Ca vient tout droit du clip de Waai WaiWai WaiWaiWai, chanson composée par un certain Hyadain (oui, le gars des génériques de Nichijou, aussi compositeur de mille autres trucs cools.) Le clip est sorti aujourd’hui, je l’ai maté et aussitôt je me suis rappelé d’un truc: wah, Love Live maîtrise vraiment bien la connerie. Entre les trois héroïnes faisant de l’Enka surjoué, les poses de Sumo, les Tanoshi chanté avec un air de surprise exagéré, les héroïnes en 3D Lego ou bien les transformations en petit singe dansant, on est face à quelque chose qui mélange les couleurs et les formes au service d’une chanson débilement entêtante.
Bref, une nouvelle expression de la tendance de la franchise à parfois être un peu couillonne !
Car je peux vous dire avec une certaine forme de fierté que j’ai vu toutes les séries Love Live jusqu’ici. Et en l’état si je devais retenir quelque chose de la presque centaine d’épisodes que j’ai vu, c’est que la force de la franchise, à mes yeux, n’est ni dans ses chansons, ni dans ses personnages, ni dans son intrigue… mais dans son humour. Moins Love Live se prend au sérieux, mieux le visionnage se passe.
Ainsi, la première saison de la série originale était au mieux sympathique, mais ne décollait jamais réellement, et étirait même en fin de saison une intrigue dramatique pas très passionnante. La seconde saison, au contraire, se saisissait au mieux des bases posées et, libéré de la nécessité d’avoir des enjeux dramatiques élevés, commençait à baser ses épisodes sur des situations plus légères, laissant plus de place à l’humour. C’est dans la seconde saison que Honoka et Hanayo deviennent potes de régime, que Maki laisse glisser le fait qu’elle croit toujours au Père Noël, que Umi apprend la nullité de sa pokerface, sans oublier l’épisode où µ’s essaie de « renouveler son style » ce qui implique des situations comme voir les héroïnes essayer d’échanger leurs caractères entre elles ou se déguiser en groupe de glam-rock pour terroriser leur école.
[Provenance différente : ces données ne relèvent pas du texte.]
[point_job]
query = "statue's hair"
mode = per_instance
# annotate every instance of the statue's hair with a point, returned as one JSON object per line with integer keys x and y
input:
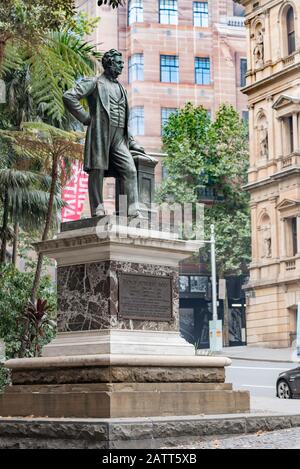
{"x": 108, "y": 56}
C’est à partir de là que Love Live va trouver son ton: des chansons, des enjeux d’école à sauver et des personnages toutes dotées d’une ou deux particularités bien précises qui vont permettre pas mal de petites blagues.
C’est sur ce modèle là que va être construit la seconde génération, Aqours, qui via son propre animé – Love Live Sunshine – va développer immédiatement un ensemble de blagues et de runnings gags qui, en plus d’être drôles, vont aussi participer à rendre les personnages rapidement plus identifiables et a leur conférer rapidement une personnalité bien distincte. Entre Yohane la chuunibyou qui se fait souvent maltraiter par l’univers tout entier, Riko la fille sérieuse et réservée qui a manifestement une petite passion pour le yuri, You qui semble être capable de tout faire sans suer ou bien Hanamaru qui semble épatée à chaque fois qu’elle voit un truc tournant à l’aide de l’électricité, on est sur un casting rapidement haut en couleur, qui permet régulièrement de bonnes blagues et de bons délires.
Même si il faut faire attention à l’excès: la seconde saison de Sunshine, par exemple, fait l’erreur de vouloir en faire trop en terme d’humour, et force pas mal de blagues, détruisant au même passage l’équilibre construit par les séries précédentes. On en arrive même à des situations où les personnages n’existent plus que par leurs blagues et leurs runnings gags, détruisant pas mal leur développement et les rendant même parfois uni-dimensionnels. L’exemple que j’utilise toujours est le personnage de Dia qui, durant toute la saison 2 abuse de son tic verbal à base de « buubuu« , quitte à le caser même quand ça ne marche pas – très clairement, ils ont vu que les rares fois où elle l’avait utilisée durant la première saison avait plu au public, donc ils en ont fait un peu trop derrière.
Bon bref, Love Live est une franchise qui, dès son anime, utilise bien ses éléments comiques, sans être pour autant une comédie. Qui sait bien utiliser l’humour pour donner à son univers et à ses personnages une personnalité distincte et mémorable. C’est ça qui fait que j’ai toujours passé des bons moments devant les différentes séries de la franchise et que j’ai toujours su en garder de bons souvenirs – même si, objectivement, ce que ces séries racontait n’étaient jamais particulièrement original.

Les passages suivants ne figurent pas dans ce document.